Le soir, ils firent une halte.

Ils se creusèrent un trou dans la neige, arrangèrent leurs tobogganes pour se garantir du vent glacial qui soufflait, et se roulèrent dans les couvertures de laine qu’ils avaient emportées et, pendant que deux dormaient, le troisième veillait pour la sécurité commune.

Au jour naissant, les trois hommes se remettaient en route pour la grotte de la montagne à la Pipe, où ils arrivaient dans la matinée.

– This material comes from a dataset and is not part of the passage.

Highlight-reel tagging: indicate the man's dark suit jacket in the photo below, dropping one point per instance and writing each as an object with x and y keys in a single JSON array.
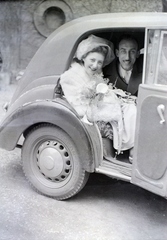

Rien n’indiquait que des pieds étrangers eussent pénétré dans cette retraite. Après avoir fait un feu et s’être bien réchauffé, Pierre, guidé par l’Écureuil, alla voir la masse d’or extraite de la cachette, entre la source et la grotte. Quand il sortit du long tuyau, ou boyau, qui conduisait à la seconde chambre — la chambre au trésor — il remarqua un jet de lumière qui tombait en plein sur l’énorme pépite. Il suivit du regard ce rayon, et remarqua qu’il provenait d’une fissure dans le mur de la grotte. Il y appliqua l’œil droit et vit que, si cette ouverture pouvait être agrandie, il s’épargnerait la tâche de reporter l’or dans la première caverne.

La fissure donnait sur un ravin ou « coulée » circulaire dans le manche de la Pipe. Aussi loin de la coulée que la vue s’étendait, une nappe dont aucun arbre ne maculait la blancheur, se déroulait, immense, et se confondait à l’horizon avec la voûte céleste.

Dans la coulée croissaient des pins et des sapins.

— Nous partirons demain, dit Pierre à son compagnon, et si cela est praticable nous agrandirons cette fente et nous sortirons par là.

Ils rebroussèrent chemin.

En arrivant à la première grotte, ils trouvèrent le Renard bien excité.

Il était sorti, raconta-t-il, pour ramasser quelques brassées de bois aux alentours ; et au moment où il se disposait à rentrer, une balle avait sifflé à son oreille et s’était aplatie sur le calcaire à côté de lui. Se retournant promptement il avait cru apercevoir quelques sauvages se dissimulant derrière des arbres.

Cette attaque venait précisément de s’accomplir.